RICHARD GLATZER: Most of that comes before you shoot. You write the movie so many times, you write and you write, then you direct, and then, in a sense, you write it again in the editing room. So you have lots of options. If he has an idea for a take and I don’t quite see it, we can do it, then see how it plays in the cutting room. There’s room for spontaneity. You can’t get crazy with that, but you can try things, sure.

WESTMORELAND: There’s this long-established image of the single, lonely great director, but even Hitchcock had [his wife] Alma. She wasn’t his codirector, but she was certainly his creative confidante, very present and in tune with all the films he did. So I feel like the emergence of codirectors is an admission that there’s room for collaboration within that role. Two people can effectively share the creative unit.

FULTON: But we’re not sharing it, in the case of me and Lou. We have different skills. I probably have more of a tendency toward spontaneous inspiration than Lou. He’s very focused on maintaining the structure we’ve established, whereas I get on location and want to change everything.

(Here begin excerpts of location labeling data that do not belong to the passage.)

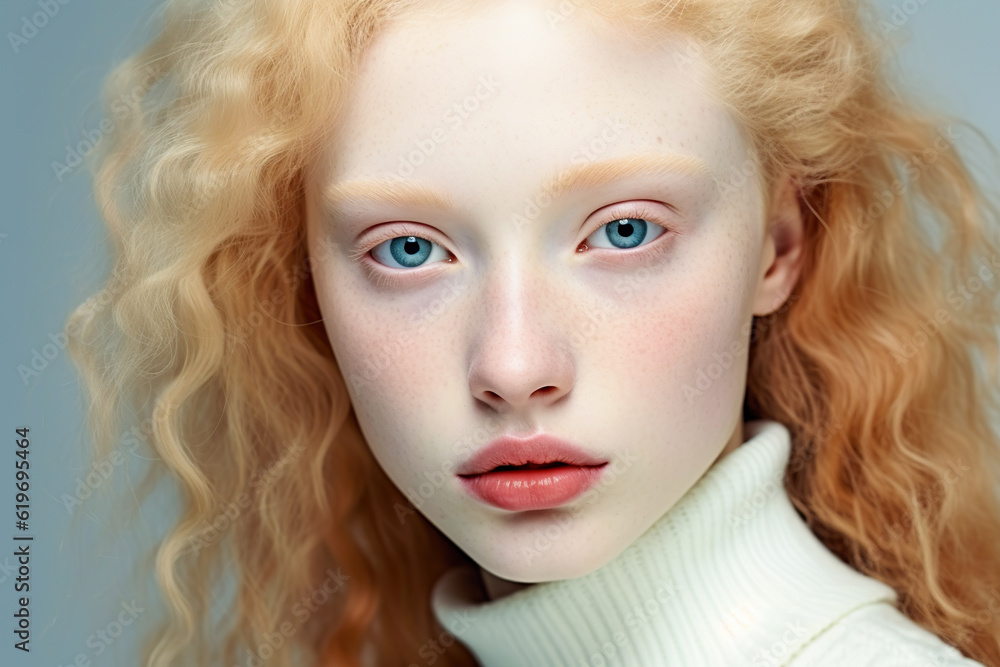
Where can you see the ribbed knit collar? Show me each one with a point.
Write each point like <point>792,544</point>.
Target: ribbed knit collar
<point>731,574</point>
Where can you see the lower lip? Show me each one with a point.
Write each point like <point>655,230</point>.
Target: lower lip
<point>532,488</point>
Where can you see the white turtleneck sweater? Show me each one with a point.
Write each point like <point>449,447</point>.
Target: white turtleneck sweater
<point>731,575</point>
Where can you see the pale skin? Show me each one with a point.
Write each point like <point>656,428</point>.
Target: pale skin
<point>528,319</point>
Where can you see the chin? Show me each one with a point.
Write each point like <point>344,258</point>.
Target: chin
<point>539,555</point>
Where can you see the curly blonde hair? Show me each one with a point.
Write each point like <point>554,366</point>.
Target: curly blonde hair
<point>883,365</point>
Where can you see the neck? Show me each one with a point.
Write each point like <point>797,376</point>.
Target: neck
<point>729,571</point>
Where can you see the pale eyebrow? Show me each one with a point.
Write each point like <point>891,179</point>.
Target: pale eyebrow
<point>404,193</point>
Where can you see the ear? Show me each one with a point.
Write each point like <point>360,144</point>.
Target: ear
<point>783,248</point>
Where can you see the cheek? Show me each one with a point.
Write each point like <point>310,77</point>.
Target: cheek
<point>689,349</point>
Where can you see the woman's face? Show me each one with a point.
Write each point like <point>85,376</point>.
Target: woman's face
<point>577,252</point>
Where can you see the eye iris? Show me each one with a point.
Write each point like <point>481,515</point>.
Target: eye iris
<point>410,251</point>
<point>626,232</point>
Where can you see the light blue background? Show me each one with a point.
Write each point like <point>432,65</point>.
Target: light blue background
<point>52,258</point>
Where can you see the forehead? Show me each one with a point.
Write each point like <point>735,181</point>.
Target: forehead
<point>518,83</point>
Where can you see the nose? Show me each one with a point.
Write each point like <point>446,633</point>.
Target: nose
<point>520,362</point>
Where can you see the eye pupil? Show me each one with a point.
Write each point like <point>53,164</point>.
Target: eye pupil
<point>626,232</point>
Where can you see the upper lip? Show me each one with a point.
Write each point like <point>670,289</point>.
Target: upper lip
<point>539,449</point>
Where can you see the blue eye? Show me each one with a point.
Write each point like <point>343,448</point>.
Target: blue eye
<point>625,233</point>
<point>406,252</point>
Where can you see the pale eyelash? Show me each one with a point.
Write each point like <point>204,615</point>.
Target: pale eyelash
<point>387,276</point>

PEPE: You asked how I know that he’s not going to respond differently than I am, but when that question comes up, you think back, and you’re okay, because you have this trail of experience between you — the same stimuli — that led up to that moment. There are times on the set when something happens and you turn to each other and this odd, organic kind of synchronicity happens. It’s part of the union or the collaborative essence between us. We trust it.

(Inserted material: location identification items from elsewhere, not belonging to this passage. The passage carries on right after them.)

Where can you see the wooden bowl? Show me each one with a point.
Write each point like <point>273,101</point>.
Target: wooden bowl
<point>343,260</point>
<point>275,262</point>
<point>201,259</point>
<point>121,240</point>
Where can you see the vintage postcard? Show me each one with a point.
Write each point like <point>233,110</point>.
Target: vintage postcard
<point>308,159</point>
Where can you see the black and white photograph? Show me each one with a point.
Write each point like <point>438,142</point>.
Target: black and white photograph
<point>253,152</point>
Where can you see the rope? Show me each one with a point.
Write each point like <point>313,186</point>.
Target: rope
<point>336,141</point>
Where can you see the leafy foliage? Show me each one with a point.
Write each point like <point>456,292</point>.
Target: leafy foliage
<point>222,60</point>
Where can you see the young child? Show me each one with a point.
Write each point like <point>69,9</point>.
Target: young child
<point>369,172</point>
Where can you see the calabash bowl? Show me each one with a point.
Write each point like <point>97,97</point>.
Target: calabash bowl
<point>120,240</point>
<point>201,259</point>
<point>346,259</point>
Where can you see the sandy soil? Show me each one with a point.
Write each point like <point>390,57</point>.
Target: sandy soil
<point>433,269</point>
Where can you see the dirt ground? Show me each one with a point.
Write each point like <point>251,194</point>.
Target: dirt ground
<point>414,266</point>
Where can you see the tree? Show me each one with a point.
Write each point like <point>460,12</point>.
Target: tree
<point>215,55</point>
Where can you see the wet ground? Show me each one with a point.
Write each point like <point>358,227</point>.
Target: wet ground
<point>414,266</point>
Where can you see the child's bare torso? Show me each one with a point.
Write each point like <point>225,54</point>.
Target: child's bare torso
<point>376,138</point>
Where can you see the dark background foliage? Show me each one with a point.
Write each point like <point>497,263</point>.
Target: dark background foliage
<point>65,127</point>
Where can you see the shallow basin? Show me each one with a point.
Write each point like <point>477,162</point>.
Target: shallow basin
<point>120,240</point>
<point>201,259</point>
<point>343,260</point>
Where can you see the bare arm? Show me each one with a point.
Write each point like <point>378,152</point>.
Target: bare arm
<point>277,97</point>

GLATZER: It happens regularly on the set, where I’m about to say something and Wash says it first, out of the blue, as if we’re having the same thought at the same moment. It doesn’t happen so much at home, but it happens when we’re working.

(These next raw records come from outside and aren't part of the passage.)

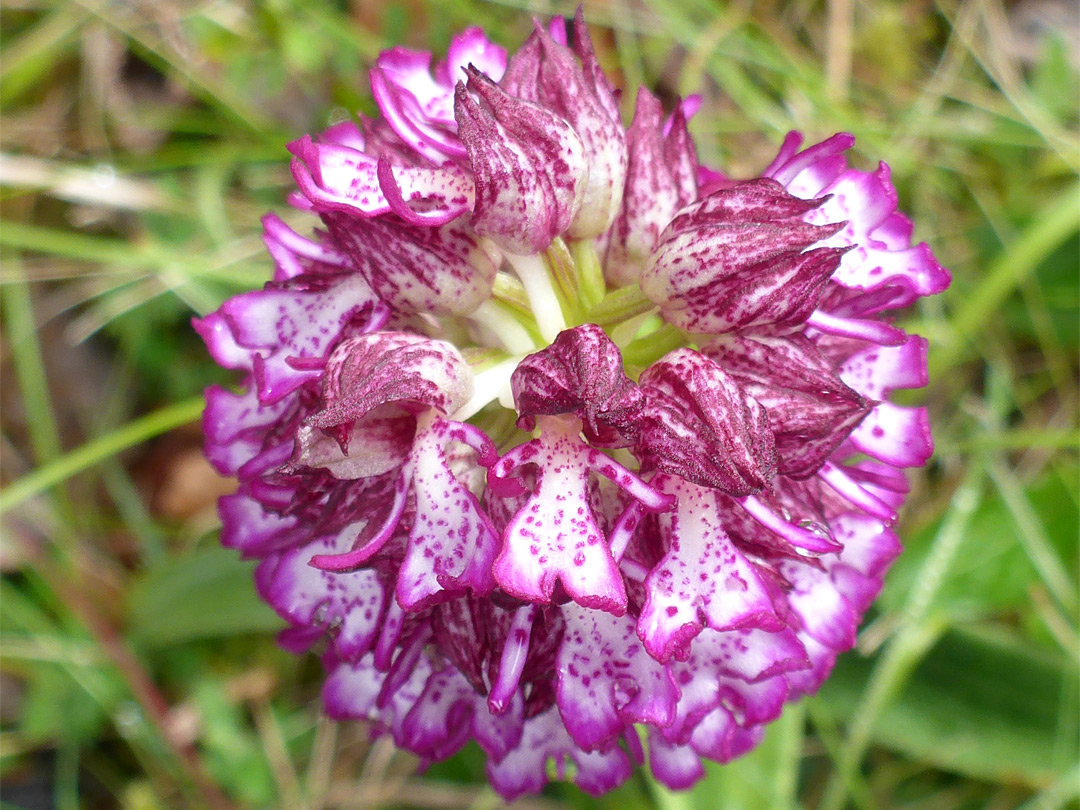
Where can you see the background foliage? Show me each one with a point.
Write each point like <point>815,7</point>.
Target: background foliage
<point>143,139</point>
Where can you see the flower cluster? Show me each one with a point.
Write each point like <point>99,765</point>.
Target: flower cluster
<point>553,437</point>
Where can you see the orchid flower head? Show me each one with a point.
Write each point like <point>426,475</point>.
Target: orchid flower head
<point>549,435</point>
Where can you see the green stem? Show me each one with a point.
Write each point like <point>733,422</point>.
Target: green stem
<point>619,306</point>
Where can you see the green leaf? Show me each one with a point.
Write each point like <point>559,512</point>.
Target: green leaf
<point>985,706</point>
<point>206,594</point>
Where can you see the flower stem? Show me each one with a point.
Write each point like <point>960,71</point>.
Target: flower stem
<point>591,286</point>
<point>538,284</point>
<point>504,326</point>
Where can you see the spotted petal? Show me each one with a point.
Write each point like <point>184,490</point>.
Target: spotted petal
<point>699,423</point>
<point>810,409</point>
<point>606,678</point>
<point>525,768</point>
<point>661,177</point>
<point>436,270</point>
<point>283,335</point>
<point>738,259</point>
<point>702,580</point>
<point>528,164</point>
<point>581,374</point>
<point>385,367</point>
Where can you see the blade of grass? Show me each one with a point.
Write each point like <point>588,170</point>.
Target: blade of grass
<point>90,454</point>
<point>1048,230</point>
<point>38,51</point>
<point>915,635</point>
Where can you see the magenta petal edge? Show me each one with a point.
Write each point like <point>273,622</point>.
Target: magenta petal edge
<point>553,439</point>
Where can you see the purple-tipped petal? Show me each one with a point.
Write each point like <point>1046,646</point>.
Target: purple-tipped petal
<point>878,370</point>
<point>528,164</point>
<point>810,409</point>
<point>720,739</point>
<point>676,767</point>
<point>385,367</point>
<point>548,72</point>
<point>701,424</point>
<point>349,606</point>
<point>554,537</point>
<point>703,580</point>
<point>451,542</point>
<point>823,611</point>
<point>525,768</point>
<point>294,255</point>
<point>436,270</point>
<point>606,678</point>
<point>739,258</point>
<point>283,336</point>
<point>581,374</point>
<point>661,177</point>
<point>740,670</point>
<point>254,530</point>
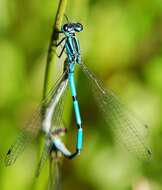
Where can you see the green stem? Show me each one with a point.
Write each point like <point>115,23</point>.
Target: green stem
<point>52,47</point>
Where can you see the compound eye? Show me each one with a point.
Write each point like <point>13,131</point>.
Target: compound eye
<point>70,27</point>
<point>78,27</point>
<point>65,27</point>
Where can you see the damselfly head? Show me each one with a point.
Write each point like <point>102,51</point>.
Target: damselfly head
<point>72,28</point>
<point>59,132</point>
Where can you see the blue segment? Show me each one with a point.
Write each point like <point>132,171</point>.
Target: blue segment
<point>77,112</point>
<point>79,138</point>
<point>72,85</point>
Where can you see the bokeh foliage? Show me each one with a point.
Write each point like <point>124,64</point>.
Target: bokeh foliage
<point>122,44</point>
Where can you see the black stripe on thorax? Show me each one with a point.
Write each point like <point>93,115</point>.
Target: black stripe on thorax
<point>74,98</point>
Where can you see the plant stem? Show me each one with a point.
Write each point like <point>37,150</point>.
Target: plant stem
<point>52,47</point>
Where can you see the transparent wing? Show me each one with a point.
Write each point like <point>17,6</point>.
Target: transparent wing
<point>57,122</point>
<point>44,157</point>
<point>126,126</point>
<point>32,130</point>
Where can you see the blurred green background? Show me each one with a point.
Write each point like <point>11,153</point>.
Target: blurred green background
<point>122,44</point>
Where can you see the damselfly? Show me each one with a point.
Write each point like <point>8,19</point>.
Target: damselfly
<point>126,126</point>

WESTMORELAND: It’s very John and Yoko.

Gay directing teams may be a new phenomenon, but for a while now there’ve been movies directed by two brothers, and by straight couples directing together too. Has getting a movie made become so complicated that it takes two?

WESTMORELAND: Well, for one thing, if you’re making an independent film, the economics are quite difficult. How do you support yourself in the years it takes to get a script written and produced? It’s hard. If there’s two of you, you can kind of trade off.

GLATZER: I was working full time, 50 hours a week, when we were editing Quinceañera.

PEPE: But of course, economically speaking, there is a downside to being a team . . .

FULTON: You mean the thing about how two directors get paid as if they’re one?

Really? They don’t pay you each your own salary?

PEPE, GLATZER, WESTMORELAND: [shaking their heads] No. No. No.

FULTON: It’s really irritating. But the industry doesn’t like to recognize two directors as separate people.

PEPE: Marital bliss is not a prerequisite for directorial gain. [to Glatzer and Westmoreland] You know, this may just be my paranoia, but do you find that being a couple directing together affects how people perceive you? It didn’t happen with our actors, not at all, but you sense that the crew assumes that no matter how close their working relationship is with you as a director, there’s always a relationship that trumps it. Do you feel that?

WESTMORELAND: We didn’t have a particular problem with that on Quinceañera, but I can see what you’re saying. I suppose it does distance you slightly from the crew, which can actually work to your advantage sometimes.

GLATZER: I guess I never thought of it that way. When I made my first film [Grief], I had $40,000 and no time and needed the crew to reassure me that I was doing the right thing. I don’t feel that way anymore. Codirecting just gives me another layer of security.

FULTON: It definitely makes me feel secure, I can say that. But I think it’s true. The dynamic of a film set is that the crew wants an intimate relationship with the director. A pairing like ours betrays that relationship. You’ve got someone to turn to, so all of a sudden, your cinematographer isn’t your closest ally. It can be complex.

Your movies are opening on the same day, and to a certain extent you’re chasing the same audience. So, if only for this weekend, are you guys box-office rivals?

WESTMORELAND: I say go see Brothers of the Head on Friday night and Quinceañera on Saturday night.

FULTON: Or vice versa.

WESTMORELAND: And that Will Ferrell movie, well, hey, see that on Netflix.